The database scan is used to gather information about the database including table and column names and identifying low cardinality columns and their values to be stored in the context store and used in the prompts to the LLM.
In addition, it retrieves logs, which consist of historical queries associated with each database table. These records are then stored within the query_history collection. The historical queries retrieved encompass data from the past three months and are grouped based on query and user.
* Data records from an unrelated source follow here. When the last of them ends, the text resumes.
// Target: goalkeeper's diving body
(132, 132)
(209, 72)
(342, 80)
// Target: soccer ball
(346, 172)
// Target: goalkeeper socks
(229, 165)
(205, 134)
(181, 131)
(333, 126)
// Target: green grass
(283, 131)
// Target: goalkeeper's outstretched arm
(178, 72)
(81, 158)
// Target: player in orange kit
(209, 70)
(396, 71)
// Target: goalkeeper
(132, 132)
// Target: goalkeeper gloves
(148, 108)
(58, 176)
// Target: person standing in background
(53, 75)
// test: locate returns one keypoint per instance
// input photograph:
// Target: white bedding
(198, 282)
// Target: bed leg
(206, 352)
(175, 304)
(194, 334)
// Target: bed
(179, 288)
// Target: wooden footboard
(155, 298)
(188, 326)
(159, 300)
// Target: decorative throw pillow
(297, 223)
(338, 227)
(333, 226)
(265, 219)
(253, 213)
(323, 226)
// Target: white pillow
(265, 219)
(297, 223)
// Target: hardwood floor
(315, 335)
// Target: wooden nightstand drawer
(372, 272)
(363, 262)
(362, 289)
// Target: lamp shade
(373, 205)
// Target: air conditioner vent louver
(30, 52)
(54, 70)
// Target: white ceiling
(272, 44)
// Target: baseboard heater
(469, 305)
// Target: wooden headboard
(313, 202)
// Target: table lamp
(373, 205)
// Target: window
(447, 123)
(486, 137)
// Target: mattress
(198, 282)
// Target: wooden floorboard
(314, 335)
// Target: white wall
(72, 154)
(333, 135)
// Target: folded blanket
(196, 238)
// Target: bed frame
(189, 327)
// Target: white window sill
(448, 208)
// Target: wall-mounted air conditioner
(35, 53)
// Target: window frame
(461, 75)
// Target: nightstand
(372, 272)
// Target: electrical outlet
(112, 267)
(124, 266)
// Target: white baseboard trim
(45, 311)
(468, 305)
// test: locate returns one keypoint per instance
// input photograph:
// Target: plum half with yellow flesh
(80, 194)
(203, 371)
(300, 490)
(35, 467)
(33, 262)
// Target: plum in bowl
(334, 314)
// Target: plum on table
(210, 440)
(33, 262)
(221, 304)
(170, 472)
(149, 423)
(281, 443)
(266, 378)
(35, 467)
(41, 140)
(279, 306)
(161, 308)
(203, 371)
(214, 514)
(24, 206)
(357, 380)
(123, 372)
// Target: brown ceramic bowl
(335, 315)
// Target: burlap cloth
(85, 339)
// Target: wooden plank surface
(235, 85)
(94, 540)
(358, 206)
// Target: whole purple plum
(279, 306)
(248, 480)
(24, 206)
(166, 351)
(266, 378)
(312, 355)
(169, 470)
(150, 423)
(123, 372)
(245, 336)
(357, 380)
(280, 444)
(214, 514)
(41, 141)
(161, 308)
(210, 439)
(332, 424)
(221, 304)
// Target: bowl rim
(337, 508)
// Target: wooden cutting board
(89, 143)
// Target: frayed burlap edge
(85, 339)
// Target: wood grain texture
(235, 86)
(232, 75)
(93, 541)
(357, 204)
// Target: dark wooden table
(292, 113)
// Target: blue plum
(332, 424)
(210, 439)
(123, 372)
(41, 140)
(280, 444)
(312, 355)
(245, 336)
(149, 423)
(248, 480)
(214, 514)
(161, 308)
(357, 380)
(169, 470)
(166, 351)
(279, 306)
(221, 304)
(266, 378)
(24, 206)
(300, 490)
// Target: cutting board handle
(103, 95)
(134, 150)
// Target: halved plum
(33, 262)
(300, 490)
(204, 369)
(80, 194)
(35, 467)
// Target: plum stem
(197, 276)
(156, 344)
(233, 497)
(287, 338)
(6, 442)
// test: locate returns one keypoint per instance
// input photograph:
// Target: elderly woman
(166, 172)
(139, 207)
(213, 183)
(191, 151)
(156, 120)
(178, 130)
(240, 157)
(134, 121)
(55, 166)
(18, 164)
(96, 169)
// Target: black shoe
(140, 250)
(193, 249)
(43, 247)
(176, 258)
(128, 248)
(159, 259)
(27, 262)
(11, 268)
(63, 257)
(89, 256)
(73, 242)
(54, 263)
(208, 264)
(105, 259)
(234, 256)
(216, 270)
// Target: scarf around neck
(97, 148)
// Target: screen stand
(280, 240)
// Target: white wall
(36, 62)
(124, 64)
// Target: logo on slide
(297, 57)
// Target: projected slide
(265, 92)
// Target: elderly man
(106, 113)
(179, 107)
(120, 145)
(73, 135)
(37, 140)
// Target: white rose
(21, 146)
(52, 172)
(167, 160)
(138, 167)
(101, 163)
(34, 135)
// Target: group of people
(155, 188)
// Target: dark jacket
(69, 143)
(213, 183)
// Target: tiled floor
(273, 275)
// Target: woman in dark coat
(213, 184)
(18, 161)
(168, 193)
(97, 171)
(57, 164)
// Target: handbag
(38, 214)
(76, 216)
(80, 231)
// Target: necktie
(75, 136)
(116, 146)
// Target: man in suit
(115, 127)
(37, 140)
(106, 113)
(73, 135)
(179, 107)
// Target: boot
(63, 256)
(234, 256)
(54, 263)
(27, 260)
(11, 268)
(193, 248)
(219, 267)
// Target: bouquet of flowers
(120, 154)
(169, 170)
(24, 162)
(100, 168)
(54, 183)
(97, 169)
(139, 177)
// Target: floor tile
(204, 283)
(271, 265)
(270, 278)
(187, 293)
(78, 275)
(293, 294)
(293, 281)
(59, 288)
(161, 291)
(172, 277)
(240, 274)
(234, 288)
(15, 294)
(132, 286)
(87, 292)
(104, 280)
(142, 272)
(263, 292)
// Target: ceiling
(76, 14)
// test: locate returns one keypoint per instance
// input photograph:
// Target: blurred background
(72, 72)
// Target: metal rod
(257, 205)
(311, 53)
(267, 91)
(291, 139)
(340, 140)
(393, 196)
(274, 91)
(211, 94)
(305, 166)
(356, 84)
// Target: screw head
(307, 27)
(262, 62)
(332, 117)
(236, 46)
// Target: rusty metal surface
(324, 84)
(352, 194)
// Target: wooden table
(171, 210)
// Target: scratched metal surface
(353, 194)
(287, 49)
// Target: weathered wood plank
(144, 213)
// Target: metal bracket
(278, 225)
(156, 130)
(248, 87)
You can trigger a scan of a database from the POST /api/v1/table-descriptions/sync-schemas
endpoint. Example below
curl -X 'POST' \
'<host>/api/v1/table-descriptions/sync-schemas' \
-H 'accept: application/json' \
-H 'Content-Type: application/json' \
-d '{
"db_connection_id": "db_connection_id",
"table_names": ["table_name"]
}'
Since the endpoint identifies low cardinality columns (and their values) it can take time to complete. Therefore while it is possible to trigger a scan on the entire DB by not specifying the table_names
, we recommend against it for large databases.
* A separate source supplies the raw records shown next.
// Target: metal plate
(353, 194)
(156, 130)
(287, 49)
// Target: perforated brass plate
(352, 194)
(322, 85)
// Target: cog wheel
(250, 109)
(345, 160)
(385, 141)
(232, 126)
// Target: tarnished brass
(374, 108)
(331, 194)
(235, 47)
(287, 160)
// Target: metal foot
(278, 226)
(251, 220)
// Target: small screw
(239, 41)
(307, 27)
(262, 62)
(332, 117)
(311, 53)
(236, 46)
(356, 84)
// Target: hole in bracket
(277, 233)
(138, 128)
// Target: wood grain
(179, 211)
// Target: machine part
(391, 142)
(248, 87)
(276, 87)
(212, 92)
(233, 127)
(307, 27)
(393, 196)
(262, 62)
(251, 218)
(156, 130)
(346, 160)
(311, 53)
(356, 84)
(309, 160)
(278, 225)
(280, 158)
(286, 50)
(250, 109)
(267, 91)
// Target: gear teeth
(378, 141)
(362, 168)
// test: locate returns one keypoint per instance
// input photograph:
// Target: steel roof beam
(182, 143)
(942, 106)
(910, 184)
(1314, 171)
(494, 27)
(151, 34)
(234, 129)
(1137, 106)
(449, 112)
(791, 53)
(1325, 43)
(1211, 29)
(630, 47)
Once a database was scanned you can use this endpoint to retrieve the tables logs
curl -X 'GET' \
'http://localhost/api/v1/query-history?db_connection_id=656e52cb4d1fda50cae7b939' \
-H 'accept: application/json'
Response example:
[
{
"id": "656e52cb4d1fda50cae7b939",
"db_connection_id": "656e52cb4d1fda50cae7b939",
"table_name": "table_name",
"query": "select QUERY_TEXT, USER_NAME, count(*) as occurrences from ....",
"user": "user_name",
"occurrences": 1
}
]
Once a database was scanned you can use this endpoint to retrieve the tables names and columns
curl -X 'GET' \
'<host>/api/v1/table-descriptions?db_connection_id=64dfa0e103f5134086f7090c&table_name=foo' \
-H 'accept: application/json'
Sample NL<>SQL pairs (golden SQL) can be stored in the context store and used for few-shot in context learning. In the default context store and NL 2 SQL engine, these samples are stored in a vector store and the closest samples are retrieved for few shot learning. You can add golden SQL to the context store from the POST /api/v1/golden-records
endpoint
curl -X 'POST' \
'<host>/api/v1/golden-records' \
-H 'accept: application/json' \
-H 'Content-Type: application/json' \
-d '[
{
"nl_question":"what was the most expensive zip code to rent in Los Angeles county in May 2022?",
"sql": "SELECT location_name, metric_value FROM table_name WHERE dh_county_name = '\''Los Angeles'\'' AND dh_state_name = '\''California'\'' AND period_start='\''2022-05-01'\'' AND geo_type='\''zip'\'' ORDER BY metric_value DESC LIMIT 1;",
"db":"db_name"
}
]'
In addition to database table_info and golden_sql, you can set descriptions or update the columns per table and column. All request body fields are optional, and only the fields that are explicitly set will be used to update the resource.
curl -X 'PATCH' \
'<host>/api/v1/table-descriptions/64dfa0e103f5134086f7090c' \
-H 'accept: application/json' \
-H 'Content-Type: application/json' \
-d '{
"description": "Table description",
"columns": [
{
"name": "column1",
"description": "string",
"is_primary_key": false,
"data_type": "string",
"low_cardinality": true,
"categories": [
"string"
],
"foreign_key": false
},
{
"name": "column2",
"description": "string",
"is_primary_key": false,
"data_type": "string",
"low_cardinality": true,
"categories": [
"string"
],
"foreign_key": false
}
]
}'
You can add database level instructions to the context store manually from the POST /api/v1/instructions
endpoint.
These instructions are passed directly to the engine and can be used to steer the engine to generate SQL that is more in line with your business logic.
curl -X 'POST' \
'<host>/api/v1/instructions' \
-H 'accept: application/json' \
-H 'Content-Type: application/json' \
-d '{
"instruction": "This is a database level instruction"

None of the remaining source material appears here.